If you haven’t listened to the band Beloved in a while… or at all, I definitely recommend you find a copy of their album, “Failure On”, somewhere and blast it through your stereo.
One of the life-changing realities of college had nothing at all to do with school work or professors. I remember walking through the hallway of my new dorm on campus and hearing an array of sound hit me as I walked past each door. Although I had been exploring and collecting music all through high school, the majority of what I heard was new to me.
The process was simple enough: log onto the network and connect to the shared computers on the hall and you can pass music back and forth in seconds. Sure, this may have been slightly illegal, but we didn’t care. What mattered was that the best music was coming in from every direction and I was sampling more music than I could imagine. One of these albums was “Failure On” by Beloved.

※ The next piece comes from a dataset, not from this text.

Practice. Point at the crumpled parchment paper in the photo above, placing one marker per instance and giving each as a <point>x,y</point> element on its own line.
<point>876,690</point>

You can never pinpoint concrete reasons of why music speaks to you, but this collection of songs has become a staple in my musical life. Rock music filled with stomping break downs, gut wrenching screams, raspy heartfelt singing, and catchy tunes. A little vague but I think there is something more interesting behind it.
When I look through my music collection, I find myself drawn to groups that have disbanded. It could be that the music is now a stationary piece of artwork that is completed whether it is or isn’t. Beloved falls into this category at a perfectly bittersweet moment. After completing a defining record, “Failure On”, the band toured and eventually ended their run when the drummer left for family reasons. Loyal fans were left with great music, a live DVD, and an imagination of what could have come next.
When I look into starting a band, I don’t necessarily need to achieve the world. To simply create something that affects someone in a positive way with a record that becomes an inspiration would suite me just fine. Music is art, not a money making machine. Completing a dream is in the eye of the beholder or the ear of the listener and to be able to look back on a work of art that captures a moment and creates some memories is my current striving focus.